编辑:我想在视图中改进这个SELECT FROM JOIN 语句。

【问题讨论】:

  • 您已经在 SELECT 子句中合并。我想认为 SQL Server 正在对此进行优化,以便它只执行 COALESCE() 一次,并没有真正增加执行第三次连接的时间,除了必须首先执行它。也许将除第三个连接之外的所有内容都放入子查询中,然后在子查询之外连接(在 SELECT COALESCE() 发生之后)以确保 SQL 服务器只执行一次昂贵的操作。不过,这可能又是一次洗涤。
  • SELECT 语句中的 COALESCE 似乎是不必要的,因为您要加入这些相同的字段。因为当这些字段匹配时您正在加入,所以不会处理任何 NULL 字段,除非两个表都有 NULL。例如,如果B.COD_PRODUCT = A.COD_PRODUCT 等于NULL = NULL,那么将有一行 COD_PRODUCT 为 NULL。但是COALESCE (A.COD_PRODUCT, B.COD_PRODUCT) 仍将返回NULL
  • 当我不在 SELECT 语句中使用 coalesce 时,它​​会发生一些变化。使用合并时,有 942028 行,其中 3 个第一列都不为空。如果我不使用coalesce,使用表A字段时为640142行,使用表B字段时为490522行。所以我会保持合并。
  • 不清楚,你要选择Top 10 of which tableTop 10 on order by of what column。这是主要标准。

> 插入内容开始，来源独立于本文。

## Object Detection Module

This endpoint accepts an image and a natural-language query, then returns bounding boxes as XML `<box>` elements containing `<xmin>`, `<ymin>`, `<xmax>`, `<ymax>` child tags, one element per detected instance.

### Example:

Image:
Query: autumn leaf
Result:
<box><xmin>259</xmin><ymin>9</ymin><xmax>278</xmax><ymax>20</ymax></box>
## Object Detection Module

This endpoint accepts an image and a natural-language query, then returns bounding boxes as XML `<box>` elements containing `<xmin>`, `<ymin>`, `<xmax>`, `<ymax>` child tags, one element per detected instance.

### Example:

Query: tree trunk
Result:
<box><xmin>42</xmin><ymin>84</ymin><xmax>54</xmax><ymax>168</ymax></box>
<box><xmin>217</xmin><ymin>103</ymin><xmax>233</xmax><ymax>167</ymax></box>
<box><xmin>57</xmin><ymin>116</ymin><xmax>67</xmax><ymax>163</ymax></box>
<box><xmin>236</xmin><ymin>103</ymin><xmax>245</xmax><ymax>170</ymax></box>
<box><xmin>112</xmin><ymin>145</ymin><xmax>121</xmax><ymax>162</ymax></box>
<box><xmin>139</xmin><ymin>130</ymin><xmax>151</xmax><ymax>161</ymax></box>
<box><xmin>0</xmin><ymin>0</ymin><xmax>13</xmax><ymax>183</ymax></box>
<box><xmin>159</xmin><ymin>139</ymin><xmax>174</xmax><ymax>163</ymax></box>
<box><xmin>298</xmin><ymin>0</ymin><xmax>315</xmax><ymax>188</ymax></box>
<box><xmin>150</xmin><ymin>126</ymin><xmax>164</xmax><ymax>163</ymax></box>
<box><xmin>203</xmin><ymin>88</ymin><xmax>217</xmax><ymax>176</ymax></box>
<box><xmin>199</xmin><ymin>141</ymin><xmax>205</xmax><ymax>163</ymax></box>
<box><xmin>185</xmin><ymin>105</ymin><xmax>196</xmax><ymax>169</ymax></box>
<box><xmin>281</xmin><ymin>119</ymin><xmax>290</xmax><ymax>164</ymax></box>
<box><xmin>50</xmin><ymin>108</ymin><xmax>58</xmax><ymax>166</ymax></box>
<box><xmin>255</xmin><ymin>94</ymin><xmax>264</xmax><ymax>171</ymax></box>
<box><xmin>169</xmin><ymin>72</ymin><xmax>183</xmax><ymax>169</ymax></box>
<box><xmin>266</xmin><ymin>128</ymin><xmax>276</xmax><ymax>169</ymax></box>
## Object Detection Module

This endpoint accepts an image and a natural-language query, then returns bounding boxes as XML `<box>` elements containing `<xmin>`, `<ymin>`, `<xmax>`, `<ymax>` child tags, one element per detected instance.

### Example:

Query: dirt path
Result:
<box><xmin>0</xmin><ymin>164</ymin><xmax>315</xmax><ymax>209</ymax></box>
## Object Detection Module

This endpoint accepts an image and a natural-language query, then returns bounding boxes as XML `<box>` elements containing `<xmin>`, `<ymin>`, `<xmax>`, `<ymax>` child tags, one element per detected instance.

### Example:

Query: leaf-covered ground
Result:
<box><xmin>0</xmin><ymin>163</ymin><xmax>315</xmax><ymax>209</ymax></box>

标签: sql sql-server join optimization


【解决方案1】:

连接中的合并或 OR 会大大降低查询速度。根据表的大小,更好的答案可能是加入表 c 两次。一次在表 A 上,又一次在表 B 上,然后在您的 select 子句中合并。

选择 TOP 10 COALESCE(A.COD_PRODUCT, B.COD_PRODUCT,c.COD_PRODUCT,ca.COD_PRODUCT),
COALESCE(A.COD_FAMILY, B.COD_FAMILY,c.COD_FAMILY,ca.COD_FAMILY),
COALESCE(A.DATE_EXTRACT, B.DATE_EXTRACT,c.DATE_EXTRACT,ca.DATE_EXTRACT),
A.MASS
B.音量
C.价格
来自第一表A
FULL JOIN SECONDTABLE B
ON B.COD_PRODUCT = A.COD_PRODUCT
AND B.COD_FAMILY = A.COD_FAMILY
AND B.DATE_EXTRACT = A.DATE_EXTRACT
左加入第三表 C
ON C.COD_PRODUCT = A.COD_PRODUCT
AND C.COD_FAMILY = A.COD_FAMILY
AND C.DATE_EXTRACT = A.DATE_EXTRACT
左加入第三表 Ca
在 Ca.COD_PRODUCT = b.COD_PRODUCT
和 Ca.COD_FAMILY = b.COD_FAMILY
AND Ca.DATE_EXTRACT = b.DATE_EXTRACT

【讨论】:

  • 帽子男怎么了 ;~)
【解决方案2】:

您可以将查询一分为二:收集所有匹配 FIRTTABLE 的数据。然后将它与所有匹配 SECONDTABLE 且不在 FIRTTABLE 中的数据合并。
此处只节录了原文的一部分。